New research is a ‘wake up call’ for GPs- at least, according to Professor Steven Field, who is quoted today in the Telegraph as saying that doctors are needing more training in recognising dementia symptoms. The paper is in the BMJ, here, and I am rather amazed at the conclusions that both Field and the researchers themselves have drawn.
The research is this:
The researchers identified 22 529 patients who’s GP had coded as having dementia.
(This means that the GP had put a disease code onto the patient’s notes to say that they had dementia.)
Next, the researchers identified 5 patients in the same practice who had not been diagnosed with dementia.
Then they looked to see what happened next – specifically, who died first.
They found that people with a diagnosis of dementia had an increased risk of death; higher at that time of diagnosis, and which gradually fell, compared to the people who had not been diagnosed with dementia.

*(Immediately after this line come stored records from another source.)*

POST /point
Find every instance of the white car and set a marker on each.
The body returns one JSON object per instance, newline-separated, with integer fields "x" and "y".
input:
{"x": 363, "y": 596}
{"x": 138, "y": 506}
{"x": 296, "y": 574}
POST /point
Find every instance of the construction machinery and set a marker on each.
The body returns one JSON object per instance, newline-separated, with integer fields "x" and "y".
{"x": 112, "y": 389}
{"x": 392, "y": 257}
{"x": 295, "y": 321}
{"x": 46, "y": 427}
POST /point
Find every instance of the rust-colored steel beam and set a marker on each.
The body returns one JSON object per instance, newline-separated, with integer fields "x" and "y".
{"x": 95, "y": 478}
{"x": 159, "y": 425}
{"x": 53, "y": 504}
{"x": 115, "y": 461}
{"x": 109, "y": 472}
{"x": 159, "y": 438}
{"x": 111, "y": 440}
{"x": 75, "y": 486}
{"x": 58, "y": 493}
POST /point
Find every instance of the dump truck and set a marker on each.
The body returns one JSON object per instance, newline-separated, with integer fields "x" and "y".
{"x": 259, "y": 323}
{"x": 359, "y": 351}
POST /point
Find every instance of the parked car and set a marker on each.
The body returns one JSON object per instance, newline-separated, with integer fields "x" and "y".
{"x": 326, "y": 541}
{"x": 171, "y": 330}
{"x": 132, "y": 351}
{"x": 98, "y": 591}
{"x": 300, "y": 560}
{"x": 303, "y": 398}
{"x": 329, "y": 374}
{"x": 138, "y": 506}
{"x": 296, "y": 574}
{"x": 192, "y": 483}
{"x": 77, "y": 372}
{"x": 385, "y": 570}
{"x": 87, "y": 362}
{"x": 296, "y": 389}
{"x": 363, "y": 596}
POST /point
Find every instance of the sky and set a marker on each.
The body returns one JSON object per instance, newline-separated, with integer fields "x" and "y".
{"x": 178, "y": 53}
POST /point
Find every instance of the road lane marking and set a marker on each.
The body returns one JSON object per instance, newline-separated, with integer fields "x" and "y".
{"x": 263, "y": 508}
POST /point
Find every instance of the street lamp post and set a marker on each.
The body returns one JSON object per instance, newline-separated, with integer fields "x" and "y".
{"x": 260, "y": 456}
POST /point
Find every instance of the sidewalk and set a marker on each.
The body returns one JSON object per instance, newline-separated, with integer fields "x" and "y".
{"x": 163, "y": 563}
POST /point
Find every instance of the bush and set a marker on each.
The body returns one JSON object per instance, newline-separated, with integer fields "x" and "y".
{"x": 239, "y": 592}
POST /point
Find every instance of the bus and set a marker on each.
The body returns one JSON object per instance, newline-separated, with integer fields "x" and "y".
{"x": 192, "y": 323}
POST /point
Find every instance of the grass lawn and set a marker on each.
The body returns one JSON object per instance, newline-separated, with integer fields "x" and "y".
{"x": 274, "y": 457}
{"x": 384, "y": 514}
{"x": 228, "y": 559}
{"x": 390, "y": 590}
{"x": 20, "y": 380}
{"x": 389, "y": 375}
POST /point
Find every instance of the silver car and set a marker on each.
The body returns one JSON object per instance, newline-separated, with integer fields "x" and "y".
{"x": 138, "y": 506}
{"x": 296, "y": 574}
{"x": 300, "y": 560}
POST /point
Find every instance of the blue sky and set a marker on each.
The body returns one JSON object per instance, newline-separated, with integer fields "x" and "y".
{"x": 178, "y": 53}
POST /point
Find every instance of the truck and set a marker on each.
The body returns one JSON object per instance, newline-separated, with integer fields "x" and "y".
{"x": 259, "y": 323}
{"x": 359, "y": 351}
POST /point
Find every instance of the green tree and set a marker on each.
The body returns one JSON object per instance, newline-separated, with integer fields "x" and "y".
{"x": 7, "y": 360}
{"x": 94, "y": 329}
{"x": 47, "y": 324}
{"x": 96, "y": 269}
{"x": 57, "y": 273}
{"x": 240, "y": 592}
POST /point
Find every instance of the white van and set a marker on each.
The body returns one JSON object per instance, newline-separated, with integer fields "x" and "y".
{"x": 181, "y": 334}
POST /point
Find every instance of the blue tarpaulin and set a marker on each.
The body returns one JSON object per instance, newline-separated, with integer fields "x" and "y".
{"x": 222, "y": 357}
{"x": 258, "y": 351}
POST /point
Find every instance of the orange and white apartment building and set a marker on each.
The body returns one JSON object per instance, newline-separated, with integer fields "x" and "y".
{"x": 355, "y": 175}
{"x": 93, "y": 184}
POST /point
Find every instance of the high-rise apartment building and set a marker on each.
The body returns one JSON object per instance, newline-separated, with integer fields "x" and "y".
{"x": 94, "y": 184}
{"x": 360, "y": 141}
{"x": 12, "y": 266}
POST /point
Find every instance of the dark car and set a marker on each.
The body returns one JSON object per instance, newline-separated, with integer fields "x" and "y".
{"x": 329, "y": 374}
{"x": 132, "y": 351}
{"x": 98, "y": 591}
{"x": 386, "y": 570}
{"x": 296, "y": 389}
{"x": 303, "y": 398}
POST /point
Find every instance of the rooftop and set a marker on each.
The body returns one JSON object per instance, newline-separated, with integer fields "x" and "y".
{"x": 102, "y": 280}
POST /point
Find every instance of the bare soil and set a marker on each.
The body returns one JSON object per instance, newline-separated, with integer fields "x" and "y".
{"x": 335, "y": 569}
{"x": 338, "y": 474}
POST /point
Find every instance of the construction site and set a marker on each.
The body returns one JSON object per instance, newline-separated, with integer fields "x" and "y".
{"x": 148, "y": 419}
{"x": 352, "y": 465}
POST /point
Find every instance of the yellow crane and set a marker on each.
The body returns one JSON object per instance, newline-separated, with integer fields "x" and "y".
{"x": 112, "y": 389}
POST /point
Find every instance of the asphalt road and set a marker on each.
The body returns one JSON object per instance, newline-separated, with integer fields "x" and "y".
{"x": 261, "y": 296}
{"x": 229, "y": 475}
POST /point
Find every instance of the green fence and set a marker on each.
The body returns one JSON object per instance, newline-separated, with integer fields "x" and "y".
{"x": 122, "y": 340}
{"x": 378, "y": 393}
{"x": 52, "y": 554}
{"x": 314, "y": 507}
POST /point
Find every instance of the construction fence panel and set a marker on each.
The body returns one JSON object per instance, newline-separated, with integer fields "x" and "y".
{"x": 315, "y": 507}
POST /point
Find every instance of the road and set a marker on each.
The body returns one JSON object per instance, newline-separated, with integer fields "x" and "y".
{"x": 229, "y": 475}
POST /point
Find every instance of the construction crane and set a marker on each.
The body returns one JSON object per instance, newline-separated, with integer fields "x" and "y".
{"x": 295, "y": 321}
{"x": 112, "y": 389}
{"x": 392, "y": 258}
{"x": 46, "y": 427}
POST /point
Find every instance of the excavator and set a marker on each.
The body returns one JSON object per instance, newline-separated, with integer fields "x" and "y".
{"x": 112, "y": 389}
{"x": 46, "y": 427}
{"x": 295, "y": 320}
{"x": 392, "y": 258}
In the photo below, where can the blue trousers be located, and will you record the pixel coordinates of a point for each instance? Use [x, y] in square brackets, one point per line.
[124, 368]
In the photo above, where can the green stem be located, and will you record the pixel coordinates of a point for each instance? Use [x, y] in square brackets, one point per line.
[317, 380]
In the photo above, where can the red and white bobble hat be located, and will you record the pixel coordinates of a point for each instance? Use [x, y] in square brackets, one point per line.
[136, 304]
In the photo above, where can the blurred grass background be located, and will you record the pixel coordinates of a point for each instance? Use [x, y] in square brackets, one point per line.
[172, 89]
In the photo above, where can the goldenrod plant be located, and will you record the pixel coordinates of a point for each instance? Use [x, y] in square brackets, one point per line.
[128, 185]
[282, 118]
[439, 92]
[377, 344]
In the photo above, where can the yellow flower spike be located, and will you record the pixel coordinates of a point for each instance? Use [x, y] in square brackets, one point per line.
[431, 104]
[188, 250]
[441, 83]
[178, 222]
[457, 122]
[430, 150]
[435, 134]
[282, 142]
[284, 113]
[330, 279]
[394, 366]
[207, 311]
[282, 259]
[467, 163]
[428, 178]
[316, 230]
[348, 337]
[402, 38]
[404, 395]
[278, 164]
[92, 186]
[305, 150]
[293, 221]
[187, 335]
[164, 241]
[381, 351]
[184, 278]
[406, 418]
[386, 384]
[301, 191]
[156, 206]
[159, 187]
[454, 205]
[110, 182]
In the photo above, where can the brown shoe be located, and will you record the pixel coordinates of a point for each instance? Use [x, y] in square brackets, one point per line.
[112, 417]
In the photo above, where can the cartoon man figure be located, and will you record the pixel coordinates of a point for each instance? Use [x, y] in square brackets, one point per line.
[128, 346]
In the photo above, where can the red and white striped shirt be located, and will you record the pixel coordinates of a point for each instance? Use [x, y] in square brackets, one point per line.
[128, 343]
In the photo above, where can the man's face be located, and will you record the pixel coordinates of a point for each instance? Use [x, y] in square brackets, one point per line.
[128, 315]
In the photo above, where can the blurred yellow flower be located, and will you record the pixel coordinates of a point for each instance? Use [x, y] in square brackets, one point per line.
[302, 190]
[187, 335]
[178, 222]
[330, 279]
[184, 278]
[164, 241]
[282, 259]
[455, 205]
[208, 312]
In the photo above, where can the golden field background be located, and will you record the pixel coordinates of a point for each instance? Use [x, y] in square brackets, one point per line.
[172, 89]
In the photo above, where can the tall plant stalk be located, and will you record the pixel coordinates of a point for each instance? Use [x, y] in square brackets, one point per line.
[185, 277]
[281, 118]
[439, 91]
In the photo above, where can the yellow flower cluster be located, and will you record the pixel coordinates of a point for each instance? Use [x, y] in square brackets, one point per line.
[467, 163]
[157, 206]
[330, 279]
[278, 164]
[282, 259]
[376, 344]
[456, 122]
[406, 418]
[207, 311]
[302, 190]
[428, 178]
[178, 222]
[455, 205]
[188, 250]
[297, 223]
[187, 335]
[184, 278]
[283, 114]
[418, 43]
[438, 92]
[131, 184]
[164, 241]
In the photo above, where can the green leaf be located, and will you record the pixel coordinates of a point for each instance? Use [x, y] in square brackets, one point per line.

The abstract conclusion is really quite startling, considering what the research was; it says
“Median survival was much lower than in screened populations. These clinically relevant estimates can assist patients and carers, clinicians, and policy makers when planning support for this population…. Late recording of diagnoses of dementia in primary care may result in missed opportunities for potential early interventions.”
I think this is rather a brave, if not incorrect interpretation.
Firstly, the researchers did not classify patients as having dementia if the GP had written a code like ‘memory impairment’. To the GP, this might mean a suspicion of dementia. There may be all kinds of reasons as to why further more diagnositic tests are not done – the patient may not want them done, or the symptoms may be attributable to something else going on and meriting follow up rather than tests. GPs vary in who codes when – I like to be pretty certain before I code someone, whereas other GPs may use coding more as an aide memorie to remember current problems.
Second, it is hardly surprising that people with dementia had a higher mortality rate intially. These people were likely to have been diagnosed when they were unwell with something else. It may well have been that ‘something else’ which resulted in a higher mortality.
There was no ‘screening’ in this study: the researchers did not actively try to find cases of dementia in their comparison group. Comparisons with screened groups were from other studies, not patients within this study. The researchers cite a study of screening for dementia from the US as proof that screening is useful, but do not seem to taken cognisence of the findings, from the US Preventative Medicines Task Force, which showed that the accuracy of screening – the positive predictive value – was less than 50%, and that ‘ The effect of cholinesterase inhibitors or other treatments on persons with dementia detected by screening is uncertain.’ In other words, case finding by screening to find very early dementia is not necessarily going to give rise to better treatments for people any earlier.
So why the cries for earlier diagnosis? This study looks like it is a bad idea to be diagnosed with dementia earlier. You die younger – that’s what they found.
The Telegraph article goes on
“Dr Simon Ridley, from the Alzheimer’s Research Trust, backed up the call for better training of GPs and more research to make diagnosis easier.
He said: “Diagnosing dementia early is vital; it is when future treatments are most likely to be effective and it also gives people time to plan and prepare for the future.”
Well, we don’t have ‘future treatments’ yet, but I concur on the future planning – not just for people with memory problems, but for all the other difficult to forsee health problems we might have. At present, NICE say that pharmacological treatments for dementia are likely to help and are recommended for moderate problems only – not the early stage which screening looks for.
The bottom line is that we have not shown that early diagnosis of dementia will help people remain well for longer. Nor have we considered that early diagnosis may have side effects – false positives certainly, but also an impairment of quality of life from the moment of diagnosis onwards. People with a formal diagnosis of dementia may even be less likely to be offered scarce resources such as intensive care. This research asks more questions than it answers.